Hamburg, Summer 2014
You will have  probably noticed that I have dealt quite effectively with my decision to quit my job. My current vocation? On Sabbatical. One of the most toxic parts of life as a Singaporean is the norm that one needs to label how one spends her hours between 9 and 5. I certainly do not Stay At Home even though I am only called "Mum" now rather than "Boss". After all that I have gone through, I can safely say that the people who couldn't understand my decision and who asked me the rather condescending "are you just going to be a full time mum?" might never see a perspective beyond their prescribed roles within their organization or chosen profession. 

Finally, I could describe my life now as something akin to recovery in a mental health spa retreat. While Ju is in school, I am doing the things that fulfil only the needs of my own physical and mental health: swimming, reading, playing the piano, thinking. Yes, it sounds like a luxury only the moderately well-off might afford, but it's not true.  Daniel and most Type A personalities, even many of the Type Bs, who likely only see the inside of a swimming pool while on holiday in Bali would find my life now quite aversive ("but, but...what do you DO with your time?!"). 

We all have to do the same things with our limited time -- learn something new and be a better person (oops, if you disagreed with that, then just skip to the end of the paragraph). Making a living, carving out your career, bringing up your children or taking care of your parents,  finding self-fulfilment, these are choices that are laced with preferences, mostly culture bound to where you grew up and formed most of your identity. At their most fundamental, they mean nothing more than or as much as the next person's choice. How toxic you wish each aspect of life to be depends on the importance you place on a choice. I guess Singapore is about as toxic as the next city, the next country. We each create the reality that we are a part of and the meaning that's in it. It wasn't easy digging myself out of my old attitudes and changing my view of the world. 

Life is about as meaningful as you want it to be, whether you're in Singapore, Europe, Malaysia, being gainfully employed or bumming like a low-maintenance tai-tai. 

*  *  *  *  *


*Ethnocentrism refers to the belief in the superiority of one's own culture or cultural practices and beliefs. It also describes the negative appraisal of foreign cultures against the yardstick of one's own.


Monday, January 18, 2016

Knock Knock, anyone home?

Dear Readers,

If there are any of you still following, that is, I'm back!
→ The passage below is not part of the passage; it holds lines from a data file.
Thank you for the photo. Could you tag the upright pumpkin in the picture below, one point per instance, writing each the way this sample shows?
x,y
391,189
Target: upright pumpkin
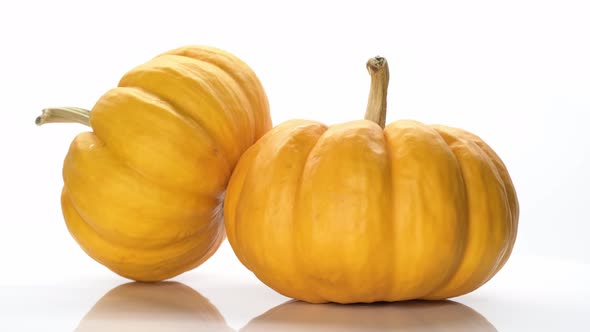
x,y
363,212
143,191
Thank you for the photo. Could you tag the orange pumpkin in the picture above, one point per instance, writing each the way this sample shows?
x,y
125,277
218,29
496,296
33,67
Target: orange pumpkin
x,y
363,212
143,191
165,306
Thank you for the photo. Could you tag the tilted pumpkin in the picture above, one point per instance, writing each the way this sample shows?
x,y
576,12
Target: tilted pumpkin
x,y
363,212
143,192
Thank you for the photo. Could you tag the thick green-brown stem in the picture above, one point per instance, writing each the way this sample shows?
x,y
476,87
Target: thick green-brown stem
x,y
377,105
64,114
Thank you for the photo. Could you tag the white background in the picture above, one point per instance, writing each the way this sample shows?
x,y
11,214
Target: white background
x,y
517,73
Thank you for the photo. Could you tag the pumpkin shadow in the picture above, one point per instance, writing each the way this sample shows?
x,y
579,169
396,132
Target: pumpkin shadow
x,y
163,306
444,315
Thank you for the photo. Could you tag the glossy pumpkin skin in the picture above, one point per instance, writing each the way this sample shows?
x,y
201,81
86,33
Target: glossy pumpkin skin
x,y
165,306
143,191
357,213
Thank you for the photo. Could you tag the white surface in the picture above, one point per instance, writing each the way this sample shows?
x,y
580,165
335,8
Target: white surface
x,y
529,294
514,72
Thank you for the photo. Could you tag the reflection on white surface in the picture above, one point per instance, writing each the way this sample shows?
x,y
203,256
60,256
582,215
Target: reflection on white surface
x,y
165,306
404,316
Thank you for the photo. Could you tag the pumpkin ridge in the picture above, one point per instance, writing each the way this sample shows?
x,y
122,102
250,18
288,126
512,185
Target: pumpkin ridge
x,y
296,208
250,110
509,189
245,111
390,216
506,245
92,224
467,219
124,162
256,100
511,199
469,283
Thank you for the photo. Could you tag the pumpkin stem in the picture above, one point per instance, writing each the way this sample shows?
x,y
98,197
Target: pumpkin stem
x,y
377,105
64,114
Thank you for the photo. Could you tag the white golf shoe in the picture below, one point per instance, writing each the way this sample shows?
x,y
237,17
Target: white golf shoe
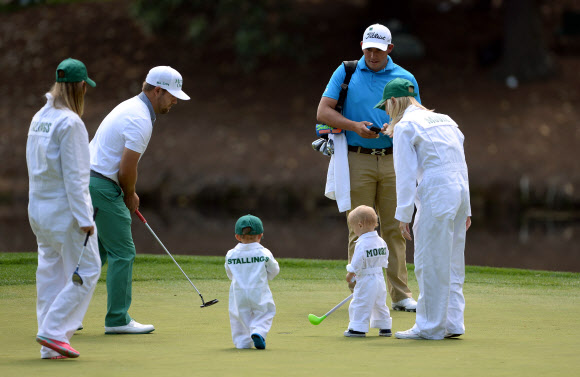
x,y
354,334
132,327
408,305
407,334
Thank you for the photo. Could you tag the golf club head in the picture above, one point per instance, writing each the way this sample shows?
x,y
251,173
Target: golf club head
x,y
209,303
77,280
315,320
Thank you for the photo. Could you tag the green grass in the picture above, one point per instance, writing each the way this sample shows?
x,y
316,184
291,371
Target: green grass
x,y
519,323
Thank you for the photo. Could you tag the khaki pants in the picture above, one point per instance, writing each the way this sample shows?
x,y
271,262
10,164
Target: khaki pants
x,y
372,183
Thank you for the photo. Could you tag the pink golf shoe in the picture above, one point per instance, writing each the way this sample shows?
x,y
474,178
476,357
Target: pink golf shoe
x,y
63,348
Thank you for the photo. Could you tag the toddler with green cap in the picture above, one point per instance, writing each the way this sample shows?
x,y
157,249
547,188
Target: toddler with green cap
x,y
249,266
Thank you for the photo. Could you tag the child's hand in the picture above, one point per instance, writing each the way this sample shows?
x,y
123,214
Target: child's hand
x,y
350,277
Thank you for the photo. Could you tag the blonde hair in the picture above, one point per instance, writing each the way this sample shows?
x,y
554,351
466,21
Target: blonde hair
x,y
397,109
364,215
70,95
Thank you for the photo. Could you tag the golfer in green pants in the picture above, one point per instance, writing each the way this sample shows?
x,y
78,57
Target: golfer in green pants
x,y
118,251
116,149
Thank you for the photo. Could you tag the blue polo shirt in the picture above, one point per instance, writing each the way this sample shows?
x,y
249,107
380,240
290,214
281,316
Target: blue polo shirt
x,y
365,90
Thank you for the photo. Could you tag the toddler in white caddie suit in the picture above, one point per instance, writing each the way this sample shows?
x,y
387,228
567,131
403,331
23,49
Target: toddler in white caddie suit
x,y
370,293
249,265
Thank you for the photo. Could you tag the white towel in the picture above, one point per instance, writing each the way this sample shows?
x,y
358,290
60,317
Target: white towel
x,y
338,177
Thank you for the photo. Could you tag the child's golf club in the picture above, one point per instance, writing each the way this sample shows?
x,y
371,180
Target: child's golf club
x,y
204,304
77,279
316,320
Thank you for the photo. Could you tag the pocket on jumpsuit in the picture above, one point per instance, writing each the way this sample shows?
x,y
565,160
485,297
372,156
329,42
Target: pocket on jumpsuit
x,y
52,217
445,200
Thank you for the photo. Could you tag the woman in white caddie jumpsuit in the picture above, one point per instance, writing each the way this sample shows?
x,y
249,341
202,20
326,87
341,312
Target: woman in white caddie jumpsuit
x,y
431,175
60,210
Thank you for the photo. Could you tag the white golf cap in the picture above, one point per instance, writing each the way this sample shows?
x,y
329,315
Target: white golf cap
x,y
167,78
377,36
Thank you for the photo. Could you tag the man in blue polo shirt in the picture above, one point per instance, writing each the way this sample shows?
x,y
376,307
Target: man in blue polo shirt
x,y
370,157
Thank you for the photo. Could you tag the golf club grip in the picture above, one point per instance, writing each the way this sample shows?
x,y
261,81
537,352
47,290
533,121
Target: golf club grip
x,y
89,233
87,239
339,305
140,216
Where have I been? Down the rabbit hole, into a real piece of work called Brussels, Belgium since January 2014. Life there has been more like a black hole, since I found myself sucked into a vortex of work, culture shock from the most inefficient country in the northern hemisphere and riding an emotional roller coaster until a premature departure in mid 2015 from the city that brought you macarons, a pissing dwarf and the orchestrators of the Paris terror attacks.

Writing about the 1.5 years in Belgium would read something like Eat Pray Love meets Stephen King's Misery. Or just Misery, haha. Come to think of it, I could be more positive and actually write it like a self-help book from Tony Robbins except I won't be repeating the same phrases every few paragraphs. And there would be a sort of happy-fucked-up-ending.

The ending would be where I am presently writing this post: in my very spacious apartment in Kuala Lumpur, Malaysia. Yes, from one ISIS hotspot to the next. How I ended up here is the stuff of chapter 23, The Short And Lurid Affair With Brussels.

To sum up my brief re-introduction, it's been 6 months since our family installed ourselves in KL. Life has settled into a routine: I've settled into a semi-expatriate life in Malaysia, Julien is almost 5 years old and goes to school; he speaks 3 languages fluently and counts 1 to 10 in French. It seems like I have come to the end of the last circle of my middle aged life.

What now?

I am figuring that out as I speak to you, dear Reader, and I promise (as much to myself as to you) that I will revive this blog if it is the last damn thing I do*. Till next time!


*Unless there is an actual attack on my neighbourhood by the now infamous terror organization, in which case I will be slightly inconvenienced with subsequent posts.